Wenn man bedenkt, dass auf 1 Million Luftmoleküle zur Zeit ca. 38 Moleküle CO2 kommen dann stellt sich die Frage, wie dieses arg strapazierte CO2 durch den Menschen verursacht die Erderwärmung beeinflussen soll. Den Politikern und auch einigen Wissenschaftlern steht vor Augen, möglichst die Lebensprozesse auf unserem Planeten durch die Einschränkung der Freisetzung von CO2 zu verringern. Das zu kommentieren kann man sich ersparen.

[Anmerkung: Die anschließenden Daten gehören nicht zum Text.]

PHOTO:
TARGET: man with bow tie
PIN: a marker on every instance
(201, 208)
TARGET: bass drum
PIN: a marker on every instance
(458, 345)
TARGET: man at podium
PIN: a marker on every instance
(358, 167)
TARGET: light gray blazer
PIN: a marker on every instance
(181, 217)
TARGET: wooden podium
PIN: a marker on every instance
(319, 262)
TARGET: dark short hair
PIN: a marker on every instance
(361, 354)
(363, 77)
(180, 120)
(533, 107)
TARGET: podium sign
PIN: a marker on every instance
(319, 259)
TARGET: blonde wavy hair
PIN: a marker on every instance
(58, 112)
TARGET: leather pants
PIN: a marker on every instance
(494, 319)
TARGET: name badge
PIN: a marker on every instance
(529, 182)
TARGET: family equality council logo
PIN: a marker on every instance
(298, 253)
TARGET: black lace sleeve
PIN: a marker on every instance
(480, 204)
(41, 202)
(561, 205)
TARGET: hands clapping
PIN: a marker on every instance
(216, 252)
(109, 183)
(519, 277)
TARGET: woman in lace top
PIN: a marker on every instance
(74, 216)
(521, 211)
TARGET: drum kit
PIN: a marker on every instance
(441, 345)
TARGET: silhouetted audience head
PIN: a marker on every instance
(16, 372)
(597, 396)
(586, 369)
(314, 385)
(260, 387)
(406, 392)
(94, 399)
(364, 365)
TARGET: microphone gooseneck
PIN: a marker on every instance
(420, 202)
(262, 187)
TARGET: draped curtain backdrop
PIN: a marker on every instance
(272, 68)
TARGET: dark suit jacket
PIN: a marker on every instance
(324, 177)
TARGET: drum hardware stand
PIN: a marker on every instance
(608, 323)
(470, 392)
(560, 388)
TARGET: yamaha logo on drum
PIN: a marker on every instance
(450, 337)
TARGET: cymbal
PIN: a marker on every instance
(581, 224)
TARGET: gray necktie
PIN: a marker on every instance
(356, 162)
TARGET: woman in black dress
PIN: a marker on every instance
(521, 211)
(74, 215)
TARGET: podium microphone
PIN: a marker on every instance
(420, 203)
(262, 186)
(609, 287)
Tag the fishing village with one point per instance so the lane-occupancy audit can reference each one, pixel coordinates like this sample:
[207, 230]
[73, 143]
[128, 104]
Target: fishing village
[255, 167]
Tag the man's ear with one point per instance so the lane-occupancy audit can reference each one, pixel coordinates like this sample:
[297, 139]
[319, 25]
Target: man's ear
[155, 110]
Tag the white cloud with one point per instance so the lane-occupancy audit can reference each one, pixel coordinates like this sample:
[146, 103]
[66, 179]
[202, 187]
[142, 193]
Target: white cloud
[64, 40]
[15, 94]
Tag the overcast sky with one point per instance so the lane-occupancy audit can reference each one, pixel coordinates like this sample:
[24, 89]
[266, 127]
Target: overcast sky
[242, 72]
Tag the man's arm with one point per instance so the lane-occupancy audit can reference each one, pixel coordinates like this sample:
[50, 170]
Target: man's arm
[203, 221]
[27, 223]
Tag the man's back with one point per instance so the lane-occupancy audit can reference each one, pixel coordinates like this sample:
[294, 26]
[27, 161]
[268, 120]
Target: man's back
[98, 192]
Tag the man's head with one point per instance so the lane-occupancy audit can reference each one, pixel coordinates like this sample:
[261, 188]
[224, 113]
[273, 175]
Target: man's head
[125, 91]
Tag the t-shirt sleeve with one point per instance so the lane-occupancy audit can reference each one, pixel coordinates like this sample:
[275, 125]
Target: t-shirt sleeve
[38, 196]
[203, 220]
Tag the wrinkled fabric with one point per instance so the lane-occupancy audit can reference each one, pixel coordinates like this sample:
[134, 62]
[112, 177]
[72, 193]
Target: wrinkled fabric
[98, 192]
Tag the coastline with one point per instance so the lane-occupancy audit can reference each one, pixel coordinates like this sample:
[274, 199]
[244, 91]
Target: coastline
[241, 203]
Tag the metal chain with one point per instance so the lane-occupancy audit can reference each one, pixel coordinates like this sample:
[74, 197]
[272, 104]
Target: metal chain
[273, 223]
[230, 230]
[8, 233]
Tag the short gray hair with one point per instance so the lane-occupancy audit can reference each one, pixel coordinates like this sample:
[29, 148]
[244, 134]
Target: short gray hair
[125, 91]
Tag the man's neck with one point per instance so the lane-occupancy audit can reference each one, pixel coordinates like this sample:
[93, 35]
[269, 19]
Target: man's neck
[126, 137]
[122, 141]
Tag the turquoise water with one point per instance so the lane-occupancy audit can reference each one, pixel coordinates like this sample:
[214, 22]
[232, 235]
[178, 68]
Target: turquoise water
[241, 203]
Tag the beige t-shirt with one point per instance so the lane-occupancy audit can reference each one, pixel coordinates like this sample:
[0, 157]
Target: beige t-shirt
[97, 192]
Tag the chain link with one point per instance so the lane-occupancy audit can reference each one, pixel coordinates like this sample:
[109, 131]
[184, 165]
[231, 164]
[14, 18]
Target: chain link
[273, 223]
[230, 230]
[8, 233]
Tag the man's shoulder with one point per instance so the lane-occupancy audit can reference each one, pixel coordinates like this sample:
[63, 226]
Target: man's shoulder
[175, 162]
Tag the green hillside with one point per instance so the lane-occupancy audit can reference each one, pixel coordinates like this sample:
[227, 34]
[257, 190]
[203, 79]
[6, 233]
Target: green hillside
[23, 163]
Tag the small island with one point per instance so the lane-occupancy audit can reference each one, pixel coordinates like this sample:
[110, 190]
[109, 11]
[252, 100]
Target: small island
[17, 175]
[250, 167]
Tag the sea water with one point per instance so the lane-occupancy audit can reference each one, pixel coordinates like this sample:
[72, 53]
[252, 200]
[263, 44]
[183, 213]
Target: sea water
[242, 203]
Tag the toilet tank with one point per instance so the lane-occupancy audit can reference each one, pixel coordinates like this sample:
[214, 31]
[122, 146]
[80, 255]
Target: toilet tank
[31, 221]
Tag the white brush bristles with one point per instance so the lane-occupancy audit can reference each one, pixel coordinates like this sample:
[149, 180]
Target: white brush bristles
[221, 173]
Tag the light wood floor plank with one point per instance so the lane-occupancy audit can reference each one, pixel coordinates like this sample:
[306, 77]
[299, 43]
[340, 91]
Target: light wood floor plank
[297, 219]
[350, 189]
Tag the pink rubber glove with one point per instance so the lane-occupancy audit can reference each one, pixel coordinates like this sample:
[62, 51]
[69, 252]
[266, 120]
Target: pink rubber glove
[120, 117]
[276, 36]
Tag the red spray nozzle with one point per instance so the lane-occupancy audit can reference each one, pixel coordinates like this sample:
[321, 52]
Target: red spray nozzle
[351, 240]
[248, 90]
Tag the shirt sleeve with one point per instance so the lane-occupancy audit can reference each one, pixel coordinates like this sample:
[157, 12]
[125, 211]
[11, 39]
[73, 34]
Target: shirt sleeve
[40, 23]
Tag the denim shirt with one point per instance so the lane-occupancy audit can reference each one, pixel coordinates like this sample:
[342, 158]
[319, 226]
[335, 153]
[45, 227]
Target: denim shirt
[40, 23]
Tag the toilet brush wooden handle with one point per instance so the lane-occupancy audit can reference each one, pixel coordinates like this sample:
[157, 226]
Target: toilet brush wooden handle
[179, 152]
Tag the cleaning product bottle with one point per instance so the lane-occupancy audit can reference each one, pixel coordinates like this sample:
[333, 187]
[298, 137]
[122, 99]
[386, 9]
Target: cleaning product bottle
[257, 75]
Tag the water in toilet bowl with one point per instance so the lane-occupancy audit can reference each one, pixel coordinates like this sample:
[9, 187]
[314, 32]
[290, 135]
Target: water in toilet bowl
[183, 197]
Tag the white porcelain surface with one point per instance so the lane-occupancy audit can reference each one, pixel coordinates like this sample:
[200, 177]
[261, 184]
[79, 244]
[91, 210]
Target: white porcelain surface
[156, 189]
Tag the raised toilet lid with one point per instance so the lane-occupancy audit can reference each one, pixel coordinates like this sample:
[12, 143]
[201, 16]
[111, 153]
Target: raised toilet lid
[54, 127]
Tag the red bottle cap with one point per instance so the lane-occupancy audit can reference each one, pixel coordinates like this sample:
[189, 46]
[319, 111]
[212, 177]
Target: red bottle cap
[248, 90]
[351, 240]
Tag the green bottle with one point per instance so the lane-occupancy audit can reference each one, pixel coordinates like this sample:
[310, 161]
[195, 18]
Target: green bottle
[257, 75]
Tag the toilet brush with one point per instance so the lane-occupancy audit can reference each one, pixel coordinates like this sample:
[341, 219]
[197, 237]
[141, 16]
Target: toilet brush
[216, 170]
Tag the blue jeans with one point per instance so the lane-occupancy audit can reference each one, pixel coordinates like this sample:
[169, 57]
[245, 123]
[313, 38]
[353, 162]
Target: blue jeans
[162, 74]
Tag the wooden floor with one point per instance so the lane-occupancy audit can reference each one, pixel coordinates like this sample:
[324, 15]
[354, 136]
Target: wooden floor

Forscher aus Israel, den Niederlanden und der untergegangenen DDR haben nachgewiesen und erfolgreich in der Praxis getestet, das Pflanzen, werden sie mit einer größeren Menge CO2 versorgt, deutlich besser wachsen, weniger Wasser benötigen und resistenter gegen alle möglichen Umwelteinflüsse sind. Zu diesem Zwecke wird zum Beispiel in Gewächshäusern den Pflanzen ein höheres Angebot an CO2 gemacht; der Ertrag lohnt diesen Einsatz.

Wenn ich mir den Hunger von Millionen Menschen ansehe, die derzeit ohne die nötige Ernährung ihr Leben fristen müssen, so wünschte ich mir einen höheren Anteil des Moleküls CO2 in unserer Atmosphäre und weniger Ideologie in Politik und Wissenschaft.